Au fil des mois, le visage du conflit syrien se métamorphose à un rythme effrayant. Comment qualifier une guerre qui a fait au moins cent mille morts en deux ans, et qui déverse des flots de réfugiés dans toute la région, comme une hémorragie incoercible ?
Au milieu de ce concert d’incertitudes, une chose est sûre : comparer cet affrontement armé aux printemps arabes n’a plus aucun sens puisqu’il ne s’agit plus d’une révolution mais d’une guerre civile. On pourrait certes lire la situation syrienne à l’aune des événements qu’a connu l’Irak sous Saddam Hussein : un dictateur baasiste, une minorité religieuse qui accapare le pouvoir, une influence étrangère (Iran, Hezbollah, Qatar, Turquie), l’utilisation d’armes chimiques contre la population civile, des attentats… et des palabres  sans fin du Conseil de sécurité de l’ONU.

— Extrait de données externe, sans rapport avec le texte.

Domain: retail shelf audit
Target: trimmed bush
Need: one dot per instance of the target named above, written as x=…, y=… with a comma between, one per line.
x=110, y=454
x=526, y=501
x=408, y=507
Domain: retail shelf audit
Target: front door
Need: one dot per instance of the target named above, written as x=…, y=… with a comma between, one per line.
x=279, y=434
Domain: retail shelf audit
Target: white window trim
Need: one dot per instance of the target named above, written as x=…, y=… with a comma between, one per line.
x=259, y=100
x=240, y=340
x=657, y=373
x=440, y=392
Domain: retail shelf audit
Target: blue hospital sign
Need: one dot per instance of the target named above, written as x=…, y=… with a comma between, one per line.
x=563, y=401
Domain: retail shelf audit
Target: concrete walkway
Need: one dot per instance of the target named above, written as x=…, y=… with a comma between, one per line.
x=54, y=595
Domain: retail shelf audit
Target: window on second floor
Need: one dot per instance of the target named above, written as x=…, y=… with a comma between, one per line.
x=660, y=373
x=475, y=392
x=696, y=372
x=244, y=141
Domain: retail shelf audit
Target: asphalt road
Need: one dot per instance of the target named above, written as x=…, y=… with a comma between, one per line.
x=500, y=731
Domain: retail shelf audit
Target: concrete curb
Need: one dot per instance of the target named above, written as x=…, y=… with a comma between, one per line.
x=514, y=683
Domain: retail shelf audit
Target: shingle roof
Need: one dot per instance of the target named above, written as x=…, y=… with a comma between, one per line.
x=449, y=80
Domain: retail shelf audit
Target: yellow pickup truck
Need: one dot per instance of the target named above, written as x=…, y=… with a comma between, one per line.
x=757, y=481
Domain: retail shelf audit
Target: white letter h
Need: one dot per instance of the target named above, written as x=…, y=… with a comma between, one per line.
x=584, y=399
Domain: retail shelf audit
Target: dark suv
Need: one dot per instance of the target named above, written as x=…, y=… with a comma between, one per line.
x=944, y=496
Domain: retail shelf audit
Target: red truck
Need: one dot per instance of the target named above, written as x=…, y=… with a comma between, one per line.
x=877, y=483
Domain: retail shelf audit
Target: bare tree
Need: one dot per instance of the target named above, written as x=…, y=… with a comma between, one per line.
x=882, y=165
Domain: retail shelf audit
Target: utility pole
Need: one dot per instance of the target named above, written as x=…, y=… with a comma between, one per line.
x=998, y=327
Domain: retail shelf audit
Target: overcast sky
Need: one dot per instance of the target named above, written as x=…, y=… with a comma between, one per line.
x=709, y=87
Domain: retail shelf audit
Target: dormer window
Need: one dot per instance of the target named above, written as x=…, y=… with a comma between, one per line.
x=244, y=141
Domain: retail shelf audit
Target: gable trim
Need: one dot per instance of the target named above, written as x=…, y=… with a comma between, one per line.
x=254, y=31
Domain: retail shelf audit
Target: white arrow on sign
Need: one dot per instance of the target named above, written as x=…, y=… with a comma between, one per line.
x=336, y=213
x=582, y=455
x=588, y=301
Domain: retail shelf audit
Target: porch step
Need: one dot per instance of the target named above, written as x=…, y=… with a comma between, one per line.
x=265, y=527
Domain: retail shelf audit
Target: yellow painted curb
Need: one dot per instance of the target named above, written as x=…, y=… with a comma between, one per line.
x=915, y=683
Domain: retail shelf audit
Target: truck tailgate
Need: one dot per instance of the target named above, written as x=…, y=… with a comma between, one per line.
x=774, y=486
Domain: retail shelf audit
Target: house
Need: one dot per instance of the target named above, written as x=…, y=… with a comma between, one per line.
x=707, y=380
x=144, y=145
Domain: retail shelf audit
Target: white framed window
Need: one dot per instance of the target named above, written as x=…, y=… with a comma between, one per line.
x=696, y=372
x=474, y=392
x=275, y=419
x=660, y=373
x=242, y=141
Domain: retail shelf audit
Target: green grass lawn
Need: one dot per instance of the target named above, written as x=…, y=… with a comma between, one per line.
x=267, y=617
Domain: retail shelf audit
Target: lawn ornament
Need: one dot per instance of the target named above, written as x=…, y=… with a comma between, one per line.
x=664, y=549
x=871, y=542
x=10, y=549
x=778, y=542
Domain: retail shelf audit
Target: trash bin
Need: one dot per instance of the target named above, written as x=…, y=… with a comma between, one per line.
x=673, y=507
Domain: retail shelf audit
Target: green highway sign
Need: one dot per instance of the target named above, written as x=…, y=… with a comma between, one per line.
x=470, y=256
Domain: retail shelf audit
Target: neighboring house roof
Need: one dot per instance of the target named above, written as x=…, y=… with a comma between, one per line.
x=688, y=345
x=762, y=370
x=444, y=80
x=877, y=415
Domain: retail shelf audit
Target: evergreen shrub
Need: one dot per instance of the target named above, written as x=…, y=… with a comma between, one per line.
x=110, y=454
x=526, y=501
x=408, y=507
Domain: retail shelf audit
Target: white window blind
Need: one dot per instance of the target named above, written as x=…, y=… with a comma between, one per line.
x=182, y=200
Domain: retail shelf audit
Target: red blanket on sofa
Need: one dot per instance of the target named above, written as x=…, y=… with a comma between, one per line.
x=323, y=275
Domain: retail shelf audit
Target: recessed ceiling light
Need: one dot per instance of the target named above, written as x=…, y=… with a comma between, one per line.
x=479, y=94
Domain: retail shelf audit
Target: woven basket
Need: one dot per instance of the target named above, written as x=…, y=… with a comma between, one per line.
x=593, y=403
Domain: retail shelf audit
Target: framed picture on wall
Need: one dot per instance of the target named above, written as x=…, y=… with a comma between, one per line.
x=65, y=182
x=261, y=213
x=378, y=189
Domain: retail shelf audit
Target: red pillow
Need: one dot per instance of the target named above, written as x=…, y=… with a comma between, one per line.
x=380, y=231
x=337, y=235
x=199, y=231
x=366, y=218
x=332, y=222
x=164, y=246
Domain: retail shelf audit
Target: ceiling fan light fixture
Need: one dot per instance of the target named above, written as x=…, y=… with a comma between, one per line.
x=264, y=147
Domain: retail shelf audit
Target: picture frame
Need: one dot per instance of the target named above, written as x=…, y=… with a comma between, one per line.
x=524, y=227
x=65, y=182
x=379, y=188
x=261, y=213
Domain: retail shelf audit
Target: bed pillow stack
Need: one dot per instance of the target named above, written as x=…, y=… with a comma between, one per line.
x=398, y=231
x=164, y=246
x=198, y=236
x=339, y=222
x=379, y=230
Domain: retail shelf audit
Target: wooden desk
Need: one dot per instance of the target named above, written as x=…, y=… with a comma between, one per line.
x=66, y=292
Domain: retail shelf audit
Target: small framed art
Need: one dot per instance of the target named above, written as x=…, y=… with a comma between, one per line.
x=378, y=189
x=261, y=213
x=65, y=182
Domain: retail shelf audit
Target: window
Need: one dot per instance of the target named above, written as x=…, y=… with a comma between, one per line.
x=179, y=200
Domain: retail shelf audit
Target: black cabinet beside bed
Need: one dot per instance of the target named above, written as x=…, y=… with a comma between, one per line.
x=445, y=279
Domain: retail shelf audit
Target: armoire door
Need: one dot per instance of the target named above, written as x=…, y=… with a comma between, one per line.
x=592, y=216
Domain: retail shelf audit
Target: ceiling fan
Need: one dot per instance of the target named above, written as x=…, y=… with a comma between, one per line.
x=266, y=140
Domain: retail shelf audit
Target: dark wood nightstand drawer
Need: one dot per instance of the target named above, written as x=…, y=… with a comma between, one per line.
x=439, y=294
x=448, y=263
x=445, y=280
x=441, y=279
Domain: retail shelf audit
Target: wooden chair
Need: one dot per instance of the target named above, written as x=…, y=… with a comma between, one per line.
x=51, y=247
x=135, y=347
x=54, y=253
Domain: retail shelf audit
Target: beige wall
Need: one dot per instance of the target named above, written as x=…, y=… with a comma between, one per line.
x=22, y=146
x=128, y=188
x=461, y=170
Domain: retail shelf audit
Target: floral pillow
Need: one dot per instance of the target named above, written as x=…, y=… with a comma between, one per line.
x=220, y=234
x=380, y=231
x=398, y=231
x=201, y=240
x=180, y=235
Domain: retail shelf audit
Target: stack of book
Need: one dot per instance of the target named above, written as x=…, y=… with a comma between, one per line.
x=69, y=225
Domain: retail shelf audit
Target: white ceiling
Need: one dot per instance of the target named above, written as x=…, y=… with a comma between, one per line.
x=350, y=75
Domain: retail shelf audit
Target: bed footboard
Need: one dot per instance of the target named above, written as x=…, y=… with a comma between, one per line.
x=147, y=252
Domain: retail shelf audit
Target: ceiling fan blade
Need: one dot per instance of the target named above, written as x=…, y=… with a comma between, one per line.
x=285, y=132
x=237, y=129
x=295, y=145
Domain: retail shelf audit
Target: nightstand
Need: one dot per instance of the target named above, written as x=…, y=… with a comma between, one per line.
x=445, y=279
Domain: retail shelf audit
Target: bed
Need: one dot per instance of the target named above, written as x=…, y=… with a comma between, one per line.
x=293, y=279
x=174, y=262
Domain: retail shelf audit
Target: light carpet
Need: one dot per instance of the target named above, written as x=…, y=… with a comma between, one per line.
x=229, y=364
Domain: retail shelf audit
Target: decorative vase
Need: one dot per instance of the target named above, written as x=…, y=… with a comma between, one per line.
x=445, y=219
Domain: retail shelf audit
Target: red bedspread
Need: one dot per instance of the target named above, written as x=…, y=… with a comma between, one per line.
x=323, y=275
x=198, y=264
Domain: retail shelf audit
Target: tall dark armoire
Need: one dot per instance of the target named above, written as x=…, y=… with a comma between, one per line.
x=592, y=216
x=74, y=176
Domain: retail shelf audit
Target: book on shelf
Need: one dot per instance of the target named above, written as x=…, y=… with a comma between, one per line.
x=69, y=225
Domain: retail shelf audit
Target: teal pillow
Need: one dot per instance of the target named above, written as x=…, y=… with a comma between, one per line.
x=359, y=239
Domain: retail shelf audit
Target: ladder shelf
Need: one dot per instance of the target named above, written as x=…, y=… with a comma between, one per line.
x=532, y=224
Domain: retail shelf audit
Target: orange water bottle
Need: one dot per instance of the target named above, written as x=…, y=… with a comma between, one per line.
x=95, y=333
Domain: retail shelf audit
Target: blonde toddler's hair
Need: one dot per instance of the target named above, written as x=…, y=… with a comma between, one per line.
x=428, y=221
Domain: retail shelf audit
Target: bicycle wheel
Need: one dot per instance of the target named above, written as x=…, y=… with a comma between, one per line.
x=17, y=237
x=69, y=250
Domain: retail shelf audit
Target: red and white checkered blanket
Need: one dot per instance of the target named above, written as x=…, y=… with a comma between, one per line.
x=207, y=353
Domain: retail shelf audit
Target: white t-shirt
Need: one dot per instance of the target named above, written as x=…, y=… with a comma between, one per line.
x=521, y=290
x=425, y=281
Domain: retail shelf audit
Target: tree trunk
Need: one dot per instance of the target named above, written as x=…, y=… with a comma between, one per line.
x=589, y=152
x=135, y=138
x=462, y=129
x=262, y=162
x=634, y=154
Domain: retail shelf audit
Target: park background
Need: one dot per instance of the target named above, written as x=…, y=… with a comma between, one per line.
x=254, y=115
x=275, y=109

Ceci dit, sur bien des points, le conflit syrien se distingue de l’histoire irakienne récente.  D’élément déstabilisateur, l’Iran est devenu soutien du pouvoir en place contre une grande partie de la population. Quant aux attentats et aux enlèvements, ils sont moins la conséquence d’opérations dirigées de l’étranger que les effets collatéraux du pourrissement d’un affrontement politique. Autre différence, le dictateur syrien regagne du terrain là où Saddam Hussein avait été écrasé par les troupes américaines en quelques semaines au printemps 2003.
C’est donc à travers un miroir déformant que la partie syrienne reflète la situation irakienne passée. Ce conflit hybride essaime malheureusement dans toute la région comme si un virus ciblait dans chaque pays les points névralgiques. Au Liban, cela ravive les rancœurs historiques et oblige les partis politiques à poser la question du rôle joué par le Hezbollah  et les salafistes comme relais d’acteurs étrangers.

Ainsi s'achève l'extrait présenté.